BlackBerry announced Monday morning that it is entertaining the option of selling itself.
The struggling Canadian phone maker said it has formed a special committee tasked with "exploring strategic alternatives to enhance value and increase sale" of the BlackBerry 10 platform. Among the options on the table are possible joint ventures, strategic partnerships and a sale of the company.
“Given the importance and strength of our technology, and the evolving industry and competitive landscape, we believe that now is the right time to explore strategic alternatives," Timothy Dattels, chairman of BlackBerry’s special committee, said in a statement.
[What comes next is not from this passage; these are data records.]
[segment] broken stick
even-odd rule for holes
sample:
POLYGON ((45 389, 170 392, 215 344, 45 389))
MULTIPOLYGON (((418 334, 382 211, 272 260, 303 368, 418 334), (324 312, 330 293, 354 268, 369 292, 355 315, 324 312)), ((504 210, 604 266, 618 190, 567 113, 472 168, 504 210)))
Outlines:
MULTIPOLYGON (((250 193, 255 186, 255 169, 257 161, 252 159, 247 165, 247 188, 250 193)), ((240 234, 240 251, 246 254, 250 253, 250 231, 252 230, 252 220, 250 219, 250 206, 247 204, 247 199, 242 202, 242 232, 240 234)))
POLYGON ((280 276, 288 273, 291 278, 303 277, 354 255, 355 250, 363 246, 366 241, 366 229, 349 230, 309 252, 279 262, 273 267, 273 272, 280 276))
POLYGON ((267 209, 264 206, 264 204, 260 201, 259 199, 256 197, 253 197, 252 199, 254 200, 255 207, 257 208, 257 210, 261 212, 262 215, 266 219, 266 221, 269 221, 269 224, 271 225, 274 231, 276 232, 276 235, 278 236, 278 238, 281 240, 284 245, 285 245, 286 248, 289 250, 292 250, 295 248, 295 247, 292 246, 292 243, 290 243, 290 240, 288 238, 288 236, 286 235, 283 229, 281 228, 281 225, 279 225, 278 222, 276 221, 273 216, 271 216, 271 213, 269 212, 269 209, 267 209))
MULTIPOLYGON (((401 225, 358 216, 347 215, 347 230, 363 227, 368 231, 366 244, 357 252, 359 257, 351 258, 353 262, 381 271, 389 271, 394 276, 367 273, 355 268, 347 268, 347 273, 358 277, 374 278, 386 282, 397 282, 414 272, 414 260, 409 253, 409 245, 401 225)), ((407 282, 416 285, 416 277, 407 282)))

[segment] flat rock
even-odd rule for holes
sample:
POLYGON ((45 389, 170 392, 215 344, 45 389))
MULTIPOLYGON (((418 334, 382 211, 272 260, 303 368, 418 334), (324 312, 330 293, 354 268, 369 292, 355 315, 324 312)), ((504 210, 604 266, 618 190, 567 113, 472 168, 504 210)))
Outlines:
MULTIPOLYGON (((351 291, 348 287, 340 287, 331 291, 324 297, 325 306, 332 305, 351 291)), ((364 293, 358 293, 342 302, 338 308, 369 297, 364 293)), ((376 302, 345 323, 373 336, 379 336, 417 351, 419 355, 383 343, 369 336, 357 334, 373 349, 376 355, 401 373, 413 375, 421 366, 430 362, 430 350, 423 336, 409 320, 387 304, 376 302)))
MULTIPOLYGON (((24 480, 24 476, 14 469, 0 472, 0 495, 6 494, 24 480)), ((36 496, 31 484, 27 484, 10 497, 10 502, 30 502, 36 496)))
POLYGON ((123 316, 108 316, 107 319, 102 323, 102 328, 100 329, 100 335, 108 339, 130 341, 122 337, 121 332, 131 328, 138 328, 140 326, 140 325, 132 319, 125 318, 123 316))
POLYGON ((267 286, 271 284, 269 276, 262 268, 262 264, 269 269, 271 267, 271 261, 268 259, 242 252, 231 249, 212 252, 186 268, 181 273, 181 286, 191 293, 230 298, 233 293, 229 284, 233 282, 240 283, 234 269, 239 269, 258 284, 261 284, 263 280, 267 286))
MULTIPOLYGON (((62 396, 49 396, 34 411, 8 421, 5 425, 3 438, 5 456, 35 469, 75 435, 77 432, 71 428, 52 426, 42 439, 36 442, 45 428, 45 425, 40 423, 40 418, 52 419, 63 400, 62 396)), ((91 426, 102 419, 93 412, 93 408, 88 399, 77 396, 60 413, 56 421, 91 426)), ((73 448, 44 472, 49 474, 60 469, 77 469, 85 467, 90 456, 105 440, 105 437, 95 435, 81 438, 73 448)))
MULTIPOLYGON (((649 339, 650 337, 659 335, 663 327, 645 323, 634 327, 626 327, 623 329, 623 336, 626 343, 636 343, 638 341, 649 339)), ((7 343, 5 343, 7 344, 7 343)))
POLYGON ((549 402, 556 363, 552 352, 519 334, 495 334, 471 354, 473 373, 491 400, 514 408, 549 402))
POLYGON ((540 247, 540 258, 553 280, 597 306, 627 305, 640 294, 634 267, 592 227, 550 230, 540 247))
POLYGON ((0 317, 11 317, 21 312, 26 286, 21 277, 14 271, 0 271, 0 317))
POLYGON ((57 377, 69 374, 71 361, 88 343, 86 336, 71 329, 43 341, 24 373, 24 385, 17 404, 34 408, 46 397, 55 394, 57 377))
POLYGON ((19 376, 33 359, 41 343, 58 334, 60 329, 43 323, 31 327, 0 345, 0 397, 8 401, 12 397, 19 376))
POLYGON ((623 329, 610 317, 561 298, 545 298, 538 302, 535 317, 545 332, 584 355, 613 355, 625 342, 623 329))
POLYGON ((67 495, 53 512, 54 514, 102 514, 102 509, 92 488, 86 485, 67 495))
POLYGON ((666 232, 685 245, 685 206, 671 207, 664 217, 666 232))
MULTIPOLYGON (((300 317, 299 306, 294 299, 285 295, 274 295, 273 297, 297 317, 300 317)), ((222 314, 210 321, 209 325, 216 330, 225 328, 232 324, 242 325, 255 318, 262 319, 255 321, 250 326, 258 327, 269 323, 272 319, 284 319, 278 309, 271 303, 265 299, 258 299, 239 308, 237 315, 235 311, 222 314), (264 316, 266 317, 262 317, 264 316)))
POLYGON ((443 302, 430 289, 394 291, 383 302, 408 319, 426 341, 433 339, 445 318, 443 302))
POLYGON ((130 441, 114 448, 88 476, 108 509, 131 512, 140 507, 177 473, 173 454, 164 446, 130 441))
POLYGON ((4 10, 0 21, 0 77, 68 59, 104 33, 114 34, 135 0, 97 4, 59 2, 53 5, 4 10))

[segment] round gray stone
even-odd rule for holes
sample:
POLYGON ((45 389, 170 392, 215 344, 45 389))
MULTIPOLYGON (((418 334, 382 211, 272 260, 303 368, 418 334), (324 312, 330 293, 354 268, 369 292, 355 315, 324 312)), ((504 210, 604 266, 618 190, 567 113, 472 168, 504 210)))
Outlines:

The move comes as BlackBerry struggles to remain relevant in the United States, where Google and Apple have all but erased BlackBerry from the smartphone market.
Earlier this year, BlackBerry, under the direction of Chief Executive Thorsten Heins, released the new BlackBerry 10 platform and a variety of new devices, but none has been a hit with consumers.
"As the special committee focuses on exploring alternatives, we will be continuing with our strategy of reducing cost, driving efficiency and accelerating the deployment of BES 10, as well as driving adoption of BlackBerry 10 smartphones," Heins said in a statement Monday.
Along with the special committee, BlackBerry also announced that Prem Watsa, the chairman and chief executive of Fairfax Financial, was resigning from the board due to the possibility of conflicts. Watsa is the largest BlackBerry shareholder and may be interested in purchasing the company.
"I continue to be a strong supporter of the company, the board and management as they move forward during this process, and Fairfax Financial has no current intention of selling its shares," Watsa said in the statement.